It was shortly after I missed his sessions at a recent conference that I met and got to know Alan Pelz-Sharpe of CMS Watch, a nine-person analyst firm neutrally covering the unstructured data space. Alan had been presenting at TDWI’s show in Las Vegas along with his partner and principal at the same firm, Tony Byrne. They were on a road show that would include AIIM and DAMA as well. Since unstructured content is a reality or on the horizon for many BI professionals used to the structured data world, I thought it would be a good time to ping Alan on where things are meeting up, and what in the world he was doing at a conference mostly dedicated to data warehousing.


Jim Ericson: So Alan, what in the world were you doing at a conference mostly dedicated to data warehousing and how did it go?


Alan Pelz-Sharpe: It was very interesting, we didn’t get a huge turnout at our sessions but I don’t think anyone expected that. What we did get was an incredibly engaged audience and Tony and I came back saying, it’s not about the crossover of the structured and unstructured world, it’s about the reality of the people who are working in these sectors and how those worlds touch. What I’m trying to say in a roundabout way is, I think what we’ve been focused on in the past was the technology overlap and maybe there’s less of that than we thought. But in the day-to-day workings of a database administrator or IT manager, they don’t make those distinctions between structured and unstructured, they get asked to look at this project and that project and somehow pull them together. At a practical business level I think there’s an awful lot to talk about.


JE: We reporters and analysts tend to get ahead of the reality curve. BI Review held a conference last year with a session on unstructured data and I had a tough time even lining up speakers. But there was one fellow from a law firm who really captivated the audience who just assumed some of this stuff couldn’t be done.


APS: Yes, I think in the past analysts have gotten a bit too excited and run off on the path saying, it’s the death of BI, search is going to take over, or it’s the death of search, BI is going to take over. That’s not reality, but there is reality in what businesses are actually trying to do out there.


JE: So what about unstructured and structured being different animals?


APS: It isn’t that there isn’t any overlap, some search products actually do touch on the world of BI and I’m sure that will happen more and more. The end user experience will probably become more merged and transparent.

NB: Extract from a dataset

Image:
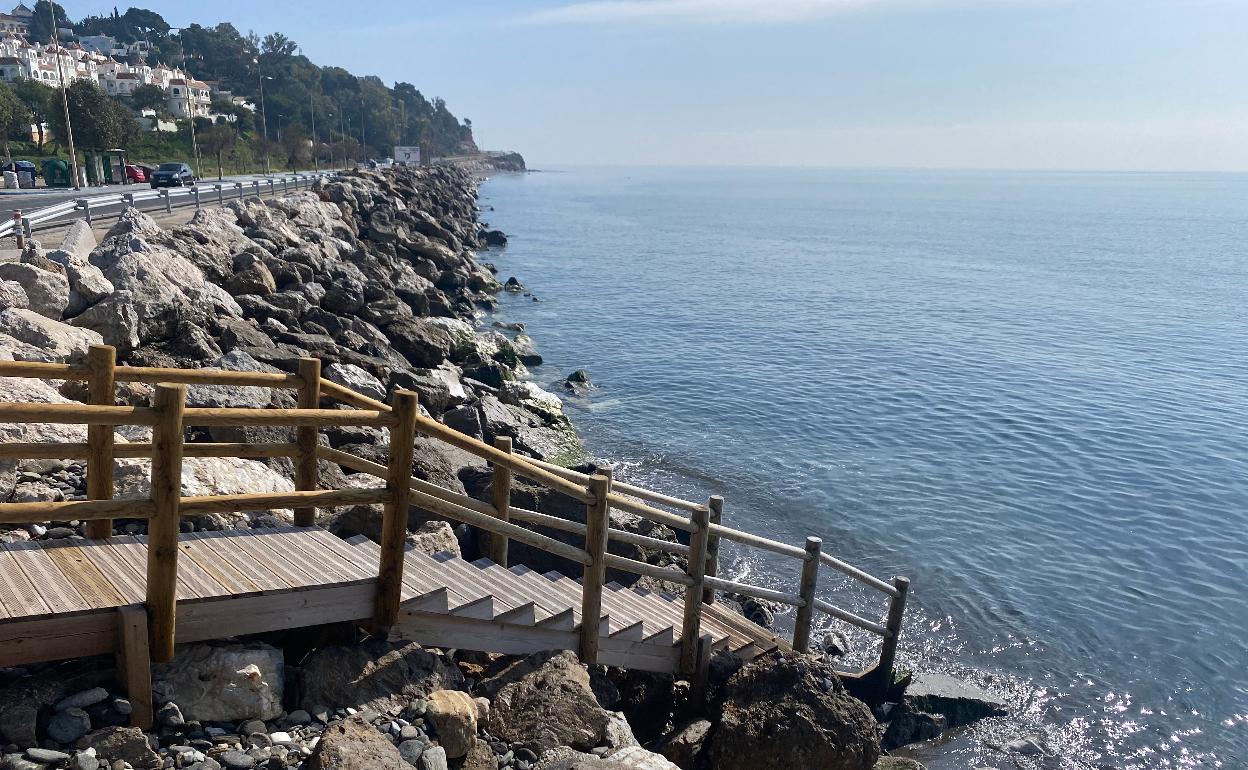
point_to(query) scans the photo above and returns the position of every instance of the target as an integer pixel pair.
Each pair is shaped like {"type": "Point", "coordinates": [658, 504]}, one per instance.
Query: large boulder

To them it will just be a search or query if you want to put it that way. But at the back end they are very different animals. Where things are changing a little bit is that search engines, I think in fairness, they’ve gone through a bit of a revolution. Early search engines really were just [about] key words, and if it hits on a word, there’s your result. They’ve morphed into really complex analytic engines that can be tuned constantly. That’s different, the early search engines either got your result or didn’t. That [new] element has come really from the business intelligence world and there are crossover areas like Web analytics. That’s a new-ish topic at CMSWatch, we’ve only been covering that for about a year now but I found it fascinating that the audience was so engaged on the topic in Vegas. I think what was so fascinating was Tony constantly stopping and trying to explain himself. Just when people in the audience thought they got it, they suddenly didn’t. There’s a lot of commonality but again…

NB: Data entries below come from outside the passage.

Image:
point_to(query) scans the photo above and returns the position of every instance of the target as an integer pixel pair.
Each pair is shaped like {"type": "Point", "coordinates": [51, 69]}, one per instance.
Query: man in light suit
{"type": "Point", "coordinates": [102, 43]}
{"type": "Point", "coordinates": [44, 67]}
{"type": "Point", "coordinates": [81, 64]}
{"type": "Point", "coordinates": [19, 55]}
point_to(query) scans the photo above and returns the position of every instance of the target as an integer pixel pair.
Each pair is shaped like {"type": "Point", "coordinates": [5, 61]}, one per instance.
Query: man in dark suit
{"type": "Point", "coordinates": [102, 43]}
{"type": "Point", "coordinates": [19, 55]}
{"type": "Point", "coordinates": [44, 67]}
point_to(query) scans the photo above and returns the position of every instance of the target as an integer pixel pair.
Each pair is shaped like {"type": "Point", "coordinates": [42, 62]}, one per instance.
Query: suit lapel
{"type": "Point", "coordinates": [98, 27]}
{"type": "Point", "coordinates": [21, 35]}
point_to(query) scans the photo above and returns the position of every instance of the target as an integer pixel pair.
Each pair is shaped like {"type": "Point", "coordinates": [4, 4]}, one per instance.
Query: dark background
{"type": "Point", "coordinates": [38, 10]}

JE: I’m really interested in Web analytics given my own media challenge and also the general corporate push online. Web analytics and BI analytics really are different animals in terms of scale, scope, parameters etc.

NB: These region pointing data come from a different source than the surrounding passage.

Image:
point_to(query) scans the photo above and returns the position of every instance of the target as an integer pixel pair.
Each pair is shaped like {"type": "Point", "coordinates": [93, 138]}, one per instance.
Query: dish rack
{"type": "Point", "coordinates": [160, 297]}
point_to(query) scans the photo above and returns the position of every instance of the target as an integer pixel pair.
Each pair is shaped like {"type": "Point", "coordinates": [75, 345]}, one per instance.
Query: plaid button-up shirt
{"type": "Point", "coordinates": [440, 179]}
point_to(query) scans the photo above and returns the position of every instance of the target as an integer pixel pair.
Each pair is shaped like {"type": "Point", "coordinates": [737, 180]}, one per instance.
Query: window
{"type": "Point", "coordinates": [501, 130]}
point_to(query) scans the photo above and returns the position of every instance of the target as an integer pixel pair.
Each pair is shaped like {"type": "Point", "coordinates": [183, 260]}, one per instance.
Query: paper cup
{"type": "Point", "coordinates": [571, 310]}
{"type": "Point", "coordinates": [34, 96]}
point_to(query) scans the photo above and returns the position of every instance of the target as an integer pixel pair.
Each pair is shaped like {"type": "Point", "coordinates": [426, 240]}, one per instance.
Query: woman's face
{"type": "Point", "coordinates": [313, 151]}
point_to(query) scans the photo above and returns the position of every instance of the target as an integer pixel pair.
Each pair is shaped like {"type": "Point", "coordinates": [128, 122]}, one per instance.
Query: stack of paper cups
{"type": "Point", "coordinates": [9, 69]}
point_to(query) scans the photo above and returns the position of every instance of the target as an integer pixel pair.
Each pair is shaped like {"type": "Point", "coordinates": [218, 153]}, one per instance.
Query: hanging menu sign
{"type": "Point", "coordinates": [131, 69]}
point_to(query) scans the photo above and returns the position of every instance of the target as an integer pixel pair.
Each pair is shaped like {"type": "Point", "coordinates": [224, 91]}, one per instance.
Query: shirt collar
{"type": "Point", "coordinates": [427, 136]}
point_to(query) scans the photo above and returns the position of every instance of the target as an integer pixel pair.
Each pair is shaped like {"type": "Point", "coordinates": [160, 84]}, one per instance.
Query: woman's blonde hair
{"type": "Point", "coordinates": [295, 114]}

APS: Yeah, exactly. Different parameters and our conference session veered a bit into a very constructive corner where we were really explaining how a Web page is actually structured and the implications of delivering java scripts and frankly how poor the data that’s coming back often is. Just some basics like page views versus the actual number of people visiting your site. I didn’t want to be rude to the audience but clearly none of them had touched on this before.


JE: I wrote a pretty simple case study on Fox Sports’ using Web analytics and got more mail on that than on any story recently. A fellow at Yahoo wrote me to say, 'cool story, yeah, that’s what we’re trying to do here.' That was surprising coming from a company like that.


APS: But that’s the truth of it, even for a business like Yahoo, you can replicate that experience anywhere. If you’re in telco you know data warehousing inside out. You’ve been tracking usage and call data for years and you’re into the fine details of mathematics really. When you get to the Web it’s the Wild West.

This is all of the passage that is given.